The most common clinical symptoms of chondroblastomas in the long bones are pain,  lasting from only a few months up to 1 or more years, and edema. The most common sign is edema, often presenting as a joint effusion. Usually the affected bones are somewhat restricted in movement, often manifesting as a limp. An occasional finding is muscle wasting at the affected joint.
The clinical symptoms are, however, nonspecific, quite similar to the signs of most bone tumors.  Pathologic fracture is not a common feature. In the temporal bone, the tumor can present as a nontender mass with varied otologic complaints (in some cases due to swelling into the auditory canal). 
Radiography and MRI
On radiographic images, chondroblastoma is characterized by a well-defined osteolytic lesion involving an epiphysis or secondary ossification center (see the following image).  In 30-50% of cases, internal calcifications will be seen within the lesion. The tumor may make the bone seem somewhat expanded with a sclerotic margin. The average size of the tumor (along its longest diameter) is 4.5 cm.

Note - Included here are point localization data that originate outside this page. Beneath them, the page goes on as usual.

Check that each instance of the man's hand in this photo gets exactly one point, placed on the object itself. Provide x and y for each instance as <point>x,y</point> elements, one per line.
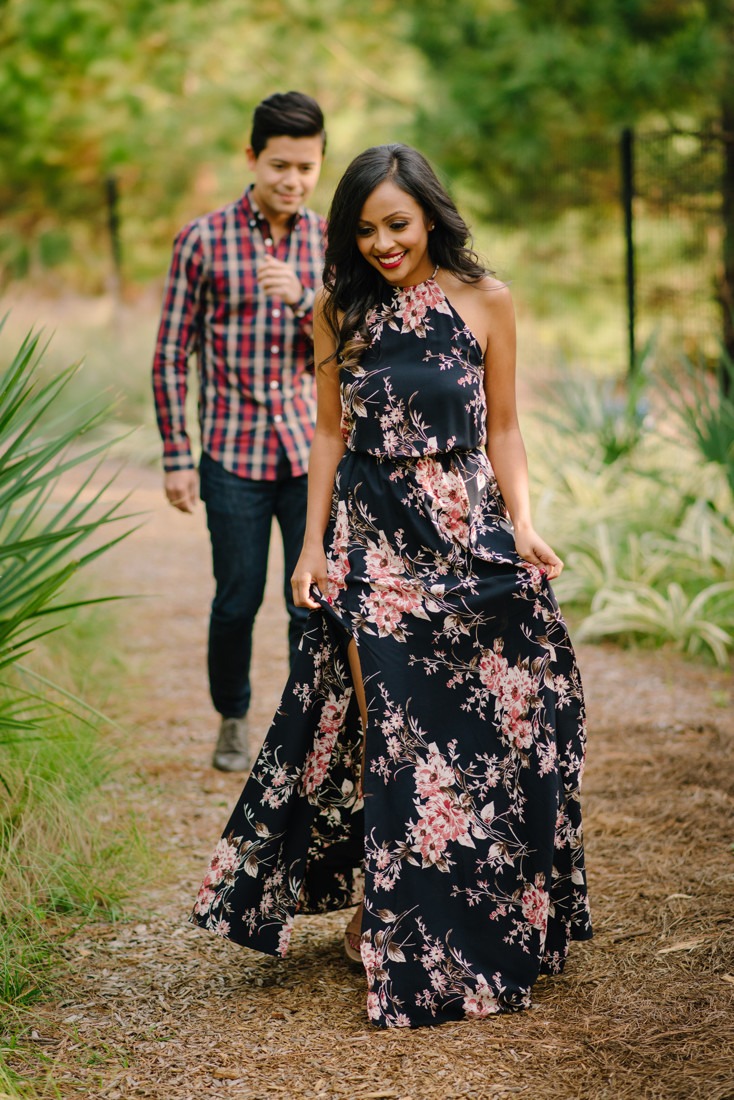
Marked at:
<point>182,488</point>
<point>280,281</point>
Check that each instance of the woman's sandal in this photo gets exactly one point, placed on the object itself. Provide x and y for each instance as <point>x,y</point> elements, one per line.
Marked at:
<point>352,937</point>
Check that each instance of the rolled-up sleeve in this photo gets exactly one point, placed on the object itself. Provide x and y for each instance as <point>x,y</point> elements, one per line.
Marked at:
<point>177,338</point>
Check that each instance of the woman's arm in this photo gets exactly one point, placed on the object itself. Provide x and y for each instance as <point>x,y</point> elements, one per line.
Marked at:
<point>327,450</point>
<point>505,448</point>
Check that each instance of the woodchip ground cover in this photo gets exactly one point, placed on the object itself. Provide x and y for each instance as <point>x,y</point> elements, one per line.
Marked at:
<point>151,1008</point>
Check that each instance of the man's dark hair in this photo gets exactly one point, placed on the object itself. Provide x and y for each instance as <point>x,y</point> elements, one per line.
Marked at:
<point>286,114</point>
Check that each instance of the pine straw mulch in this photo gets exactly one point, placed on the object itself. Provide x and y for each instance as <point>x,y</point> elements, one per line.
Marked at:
<point>153,1008</point>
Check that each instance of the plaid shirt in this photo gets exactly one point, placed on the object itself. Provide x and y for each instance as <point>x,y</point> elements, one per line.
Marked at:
<point>256,394</point>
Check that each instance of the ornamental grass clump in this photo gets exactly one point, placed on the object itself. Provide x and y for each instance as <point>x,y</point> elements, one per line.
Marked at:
<point>57,862</point>
<point>647,538</point>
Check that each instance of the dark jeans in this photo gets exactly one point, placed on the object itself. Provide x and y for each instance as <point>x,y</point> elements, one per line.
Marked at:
<point>239,515</point>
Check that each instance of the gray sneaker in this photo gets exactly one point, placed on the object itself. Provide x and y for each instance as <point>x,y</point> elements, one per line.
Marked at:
<point>231,752</point>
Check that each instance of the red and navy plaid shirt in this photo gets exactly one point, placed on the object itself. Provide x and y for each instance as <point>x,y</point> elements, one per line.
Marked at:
<point>256,394</point>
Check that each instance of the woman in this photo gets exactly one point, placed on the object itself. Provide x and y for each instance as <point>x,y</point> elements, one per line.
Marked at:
<point>426,757</point>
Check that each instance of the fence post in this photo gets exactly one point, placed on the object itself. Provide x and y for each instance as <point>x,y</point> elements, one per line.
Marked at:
<point>627,167</point>
<point>113,227</point>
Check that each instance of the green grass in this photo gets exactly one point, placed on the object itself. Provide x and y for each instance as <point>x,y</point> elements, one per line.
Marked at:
<point>69,854</point>
<point>66,851</point>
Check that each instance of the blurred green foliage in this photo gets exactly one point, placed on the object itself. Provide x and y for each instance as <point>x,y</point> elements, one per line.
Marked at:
<point>522,90</point>
<point>161,96</point>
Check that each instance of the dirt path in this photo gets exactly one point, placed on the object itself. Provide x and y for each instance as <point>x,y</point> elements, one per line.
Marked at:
<point>157,1009</point>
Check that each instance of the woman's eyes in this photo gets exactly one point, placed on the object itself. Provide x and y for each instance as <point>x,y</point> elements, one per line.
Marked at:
<point>396,227</point>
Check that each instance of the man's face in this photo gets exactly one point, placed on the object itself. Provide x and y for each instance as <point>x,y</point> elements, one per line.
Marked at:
<point>285,174</point>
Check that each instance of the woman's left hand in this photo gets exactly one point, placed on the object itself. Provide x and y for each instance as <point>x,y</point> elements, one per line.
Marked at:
<point>536,550</point>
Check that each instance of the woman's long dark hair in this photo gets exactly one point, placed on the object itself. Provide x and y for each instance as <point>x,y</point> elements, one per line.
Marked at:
<point>352,284</point>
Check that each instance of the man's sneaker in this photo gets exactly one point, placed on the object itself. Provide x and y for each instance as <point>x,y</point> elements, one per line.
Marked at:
<point>231,752</point>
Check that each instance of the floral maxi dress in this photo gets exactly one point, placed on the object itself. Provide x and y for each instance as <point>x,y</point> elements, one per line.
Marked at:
<point>464,838</point>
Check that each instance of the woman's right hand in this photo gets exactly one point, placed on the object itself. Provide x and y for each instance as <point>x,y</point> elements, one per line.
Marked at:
<point>310,569</point>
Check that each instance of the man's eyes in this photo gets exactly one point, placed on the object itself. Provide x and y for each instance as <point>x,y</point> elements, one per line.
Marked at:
<point>304,168</point>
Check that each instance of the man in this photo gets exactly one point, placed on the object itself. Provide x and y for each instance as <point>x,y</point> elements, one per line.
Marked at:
<point>240,294</point>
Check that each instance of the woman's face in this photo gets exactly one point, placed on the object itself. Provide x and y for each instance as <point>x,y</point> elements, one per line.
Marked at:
<point>392,234</point>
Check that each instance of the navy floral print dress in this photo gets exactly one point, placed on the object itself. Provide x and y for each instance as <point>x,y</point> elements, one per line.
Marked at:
<point>464,839</point>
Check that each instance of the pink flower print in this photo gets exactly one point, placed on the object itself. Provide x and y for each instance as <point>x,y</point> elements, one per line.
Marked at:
<point>371,958</point>
<point>225,860</point>
<point>404,596</point>
<point>385,617</point>
<point>373,1007</point>
<point>515,689</point>
<point>381,561</point>
<point>428,837</point>
<point>449,817</point>
<point>433,773</point>
<point>481,1001</point>
<point>536,902</point>
<point>492,669</point>
<point>439,821</point>
<point>318,759</point>
<point>284,937</point>
<point>517,730</point>
<point>204,900</point>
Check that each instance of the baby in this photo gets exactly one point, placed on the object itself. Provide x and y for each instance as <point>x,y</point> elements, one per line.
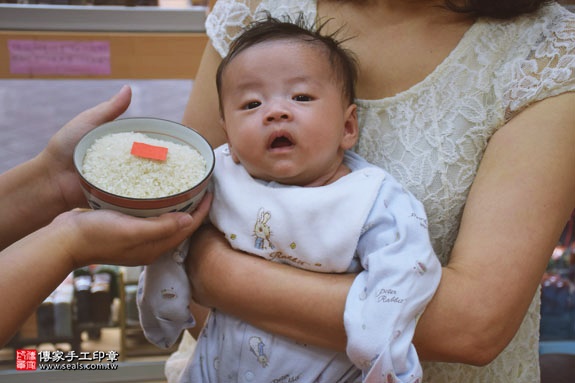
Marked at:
<point>287,188</point>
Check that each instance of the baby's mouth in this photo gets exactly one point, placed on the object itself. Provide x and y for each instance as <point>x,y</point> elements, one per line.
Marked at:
<point>281,142</point>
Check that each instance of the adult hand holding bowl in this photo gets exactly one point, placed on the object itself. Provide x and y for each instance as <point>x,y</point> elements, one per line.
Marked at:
<point>143,166</point>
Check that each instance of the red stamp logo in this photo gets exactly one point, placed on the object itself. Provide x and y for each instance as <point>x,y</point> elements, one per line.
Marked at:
<point>26,360</point>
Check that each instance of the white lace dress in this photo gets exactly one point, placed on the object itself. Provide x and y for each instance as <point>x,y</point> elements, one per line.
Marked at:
<point>432,137</point>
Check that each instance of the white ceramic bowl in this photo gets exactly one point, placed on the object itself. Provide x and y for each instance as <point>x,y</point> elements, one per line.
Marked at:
<point>146,207</point>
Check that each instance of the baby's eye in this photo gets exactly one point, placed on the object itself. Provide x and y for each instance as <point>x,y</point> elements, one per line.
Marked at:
<point>252,105</point>
<point>302,98</point>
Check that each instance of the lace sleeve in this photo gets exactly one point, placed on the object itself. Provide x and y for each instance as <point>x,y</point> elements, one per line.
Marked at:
<point>549,68</point>
<point>228,17</point>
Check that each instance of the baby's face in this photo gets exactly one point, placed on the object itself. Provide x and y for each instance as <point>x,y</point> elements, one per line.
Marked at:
<point>285,115</point>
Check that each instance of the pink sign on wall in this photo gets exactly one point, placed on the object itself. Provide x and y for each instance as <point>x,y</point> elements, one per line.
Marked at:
<point>56,57</point>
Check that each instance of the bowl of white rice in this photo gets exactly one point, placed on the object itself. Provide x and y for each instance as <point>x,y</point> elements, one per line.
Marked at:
<point>144,167</point>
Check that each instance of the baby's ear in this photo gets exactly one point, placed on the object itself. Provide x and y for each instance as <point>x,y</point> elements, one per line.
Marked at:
<point>351,128</point>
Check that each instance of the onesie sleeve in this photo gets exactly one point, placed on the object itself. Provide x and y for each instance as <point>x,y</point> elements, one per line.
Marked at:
<point>401,273</point>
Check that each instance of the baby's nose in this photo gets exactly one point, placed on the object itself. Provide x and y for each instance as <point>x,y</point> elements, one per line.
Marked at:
<point>278,112</point>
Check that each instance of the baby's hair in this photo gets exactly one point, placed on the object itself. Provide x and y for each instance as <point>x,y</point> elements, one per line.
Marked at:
<point>342,60</point>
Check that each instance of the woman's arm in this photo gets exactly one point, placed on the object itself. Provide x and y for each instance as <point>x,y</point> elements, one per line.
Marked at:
<point>31,268</point>
<point>516,209</point>
<point>520,201</point>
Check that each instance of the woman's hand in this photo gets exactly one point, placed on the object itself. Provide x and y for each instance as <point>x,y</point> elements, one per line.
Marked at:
<point>108,237</point>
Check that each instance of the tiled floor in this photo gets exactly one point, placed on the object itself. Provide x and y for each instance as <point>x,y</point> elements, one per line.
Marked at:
<point>31,111</point>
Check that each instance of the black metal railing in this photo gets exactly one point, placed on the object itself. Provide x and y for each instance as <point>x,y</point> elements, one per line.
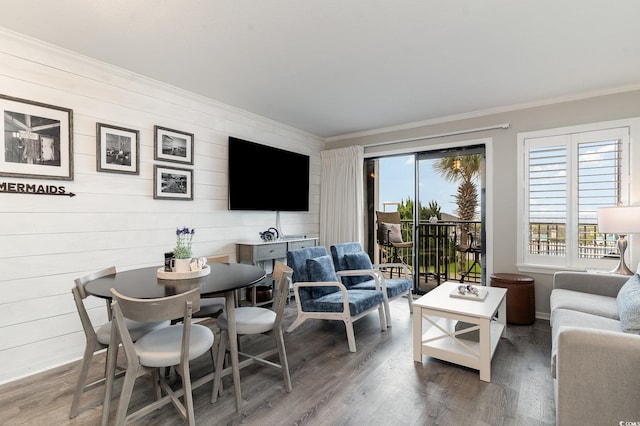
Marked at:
<point>447,251</point>
<point>451,250</point>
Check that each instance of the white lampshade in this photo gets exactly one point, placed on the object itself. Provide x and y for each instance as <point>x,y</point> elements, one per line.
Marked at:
<point>619,220</point>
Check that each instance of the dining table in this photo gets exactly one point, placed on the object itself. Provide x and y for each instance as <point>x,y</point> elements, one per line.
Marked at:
<point>223,279</point>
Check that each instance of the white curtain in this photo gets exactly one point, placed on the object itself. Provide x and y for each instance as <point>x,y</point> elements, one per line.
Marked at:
<point>341,196</point>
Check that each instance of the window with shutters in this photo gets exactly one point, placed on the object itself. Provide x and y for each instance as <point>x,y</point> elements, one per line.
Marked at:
<point>566,174</point>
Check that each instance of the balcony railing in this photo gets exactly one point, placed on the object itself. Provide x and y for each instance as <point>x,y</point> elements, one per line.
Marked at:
<point>447,251</point>
<point>451,250</point>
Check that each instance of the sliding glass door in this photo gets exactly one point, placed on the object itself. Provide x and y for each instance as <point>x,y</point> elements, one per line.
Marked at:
<point>440,196</point>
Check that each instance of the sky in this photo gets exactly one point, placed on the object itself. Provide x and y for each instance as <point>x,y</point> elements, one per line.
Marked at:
<point>397,183</point>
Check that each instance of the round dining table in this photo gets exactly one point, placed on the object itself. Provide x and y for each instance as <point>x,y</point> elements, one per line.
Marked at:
<point>224,279</point>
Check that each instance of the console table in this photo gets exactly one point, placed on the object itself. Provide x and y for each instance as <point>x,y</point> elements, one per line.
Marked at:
<point>265,253</point>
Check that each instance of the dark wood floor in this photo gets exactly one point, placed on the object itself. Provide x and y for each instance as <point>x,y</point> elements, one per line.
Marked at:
<point>378,385</point>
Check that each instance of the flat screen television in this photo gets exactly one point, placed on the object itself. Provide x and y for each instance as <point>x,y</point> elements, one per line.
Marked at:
<point>262,177</point>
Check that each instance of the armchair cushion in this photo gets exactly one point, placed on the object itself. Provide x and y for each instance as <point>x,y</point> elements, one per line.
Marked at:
<point>358,260</point>
<point>628,300</point>
<point>391,232</point>
<point>320,269</point>
<point>395,286</point>
<point>359,301</point>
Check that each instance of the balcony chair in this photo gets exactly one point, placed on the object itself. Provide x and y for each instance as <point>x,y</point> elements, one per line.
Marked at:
<point>97,338</point>
<point>258,320</point>
<point>319,293</point>
<point>471,247</point>
<point>389,234</point>
<point>211,307</point>
<point>353,266</point>
<point>174,345</point>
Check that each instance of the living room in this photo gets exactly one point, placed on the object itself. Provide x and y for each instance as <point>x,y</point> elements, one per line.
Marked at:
<point>113,219</point>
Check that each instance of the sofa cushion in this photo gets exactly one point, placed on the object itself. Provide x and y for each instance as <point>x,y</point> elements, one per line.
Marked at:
<point>321,269</point>
<point>589,303</point>
<point>629,305</point>
<point>359,301</point>
<point>568,317</point>
<point>359,260</point>
<point>395,286</point>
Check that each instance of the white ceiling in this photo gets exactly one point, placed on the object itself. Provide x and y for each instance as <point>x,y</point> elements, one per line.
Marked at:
<point>333,67</point>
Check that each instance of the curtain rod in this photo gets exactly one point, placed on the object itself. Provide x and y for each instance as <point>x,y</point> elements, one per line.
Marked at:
<point>440,135</point>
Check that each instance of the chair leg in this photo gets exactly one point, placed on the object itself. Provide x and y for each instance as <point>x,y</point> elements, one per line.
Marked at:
<point>351,338</point>
<point>410,300</point>
<point>188,396</point>
<point>82,378</point>
<point>217,376</point>
<point>387,312</point>
<point>282,353</point>
<point>125,395</point>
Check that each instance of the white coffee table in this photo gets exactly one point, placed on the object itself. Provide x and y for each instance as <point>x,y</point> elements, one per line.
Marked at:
<point>442,341</point>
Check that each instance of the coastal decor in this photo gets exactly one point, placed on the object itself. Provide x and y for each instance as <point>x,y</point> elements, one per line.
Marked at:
<point>117,149</point>
<point>37,140</point>
<point>172,184</point>
<point>184,236</point>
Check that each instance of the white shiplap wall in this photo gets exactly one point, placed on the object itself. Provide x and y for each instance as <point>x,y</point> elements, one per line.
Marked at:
<point>46,242</point>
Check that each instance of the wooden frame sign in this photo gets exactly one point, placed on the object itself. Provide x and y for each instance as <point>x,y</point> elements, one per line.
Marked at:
<point>37,140</point>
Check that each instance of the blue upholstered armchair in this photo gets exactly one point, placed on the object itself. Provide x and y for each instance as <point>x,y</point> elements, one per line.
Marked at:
<point>319,293</point>
<point>354,268</point>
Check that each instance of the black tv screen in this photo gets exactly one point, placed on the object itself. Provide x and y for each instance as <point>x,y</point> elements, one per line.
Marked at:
<point>262,177</point>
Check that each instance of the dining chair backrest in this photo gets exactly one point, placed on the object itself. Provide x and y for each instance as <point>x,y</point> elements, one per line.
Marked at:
<point>282,274</point>
<point>95,341</point>
<point>152,310</point>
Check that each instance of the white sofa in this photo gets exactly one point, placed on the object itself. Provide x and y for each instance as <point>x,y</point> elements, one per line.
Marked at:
<point>595,364</point>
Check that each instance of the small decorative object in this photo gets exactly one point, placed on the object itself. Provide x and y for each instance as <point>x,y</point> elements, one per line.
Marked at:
<point>172,184</point>
<point>117,149</point>
<point>172,145</point>
<point>183,243</point>
<point>270,234</point>
<point>470,292</point>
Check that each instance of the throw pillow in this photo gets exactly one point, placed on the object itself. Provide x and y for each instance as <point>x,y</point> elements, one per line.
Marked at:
<point>629,305</point>
<point>321,269</point>
<point>359,260</point>
<point>391,232</point>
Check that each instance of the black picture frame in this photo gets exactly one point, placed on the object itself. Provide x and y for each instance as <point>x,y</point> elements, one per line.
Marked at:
<point>117,149</point>
<point>170,183</point>
<point>172,145</point>
<point>37,140</point>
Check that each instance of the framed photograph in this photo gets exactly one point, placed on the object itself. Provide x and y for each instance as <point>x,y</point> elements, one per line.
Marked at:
<point>37,140</point>
<point>172,184</point>
<point>117,149</point>
<point>172,145</point>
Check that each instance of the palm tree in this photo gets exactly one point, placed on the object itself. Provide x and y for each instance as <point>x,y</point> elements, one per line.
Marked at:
<point>466,170</point>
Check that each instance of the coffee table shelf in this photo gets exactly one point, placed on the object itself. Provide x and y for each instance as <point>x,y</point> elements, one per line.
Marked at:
<point>437,344</point>
<point>441,340</point>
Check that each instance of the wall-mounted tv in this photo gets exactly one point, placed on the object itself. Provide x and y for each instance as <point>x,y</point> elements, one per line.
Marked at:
<point>262,177</point>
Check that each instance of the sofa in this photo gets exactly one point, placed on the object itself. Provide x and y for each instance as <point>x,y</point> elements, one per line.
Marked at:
<point>595,353</point>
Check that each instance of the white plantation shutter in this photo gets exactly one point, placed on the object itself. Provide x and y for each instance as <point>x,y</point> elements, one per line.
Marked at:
<point>566,178</point>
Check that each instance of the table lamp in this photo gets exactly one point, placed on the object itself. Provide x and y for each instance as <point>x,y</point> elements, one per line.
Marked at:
<point>622,220</point>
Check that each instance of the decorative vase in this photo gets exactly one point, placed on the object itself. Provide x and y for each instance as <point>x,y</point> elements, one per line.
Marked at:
<point>181,265</point>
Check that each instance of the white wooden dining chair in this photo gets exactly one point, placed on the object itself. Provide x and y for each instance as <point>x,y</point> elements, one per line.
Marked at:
<point>258,320</point>
<point>97,338</point>
<point>175,345</point>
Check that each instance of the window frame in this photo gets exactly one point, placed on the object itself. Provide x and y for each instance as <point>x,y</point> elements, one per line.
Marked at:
<point>630,193</point>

On T1-weighted magnetic resonance images (MRIs), the tumor can show up as hypointense to intense (see the image below).  T2-weighted images show up as isointense to hyperintense.  On these images, the chondroblastoma may mimic aneurysmal bone cysts, which are also expansile and osteolytic. The observation of fluid levels and septations will distinguish the cyst.
Gross, Microscopic, and Immunohistochemical Features
In rare instances, the sclerotic border of the chondroblastoma will be scalloped. Curettings are characteristically soft, friable, red to gray, or brown and resemble granulation tissue.  Flecks of gritty, calcific material may be observed.  When present, cysts usually comprise a small portion of the tumor. Rarely, the cysts are large, such that the tumor grossly resembles a simple cyst. 
Biopsy and hematoxylin and eosin (H&E) staining under high light microscopy magnification show numerous chondroblastic cells embedded in a highly mesenchymal cartilaginous matrix.  In general, 2 cell types will be observed: chondroblasts and osteoclastlike giant cells. 
The most important feature to observe is areas of chondroid with or without calcific deposits in the stroma.  Although the matrix resembles hyaline cartilage, its tinctorial properties are different, usually with eosinophilia, and frankly regular chondrocytes with well-defined lacunae are very uncommon. Hyaline cartilage present in curettings may sometimes be accounted for by small fragments of growth plate, articular cartilage, or microcallus.
The nuclei of the chondroblasts are round to ovoid, sometimes bean-shaped, and nuclear folding often causes nuclear grooves to be identified. Mitotic features can be present but are sparse among the generally well-defined nuclei. Chicken-wire calcification in a latticelike pattern surrounding the tumor cells is present in 30% of chondroblastomas. When present, this feature is helpful; however, it is not present in the majority of lesions, making it a secondary morphologic criterion. See the following images.
Immunohistochemistry for S100 is positive in chondroblastomas, as shown in the image below. This feature can be helpful, particularly in instances when a core biopsy or fine-needle aspiration (FNA) biopsy has been performed, and the specimen is limited.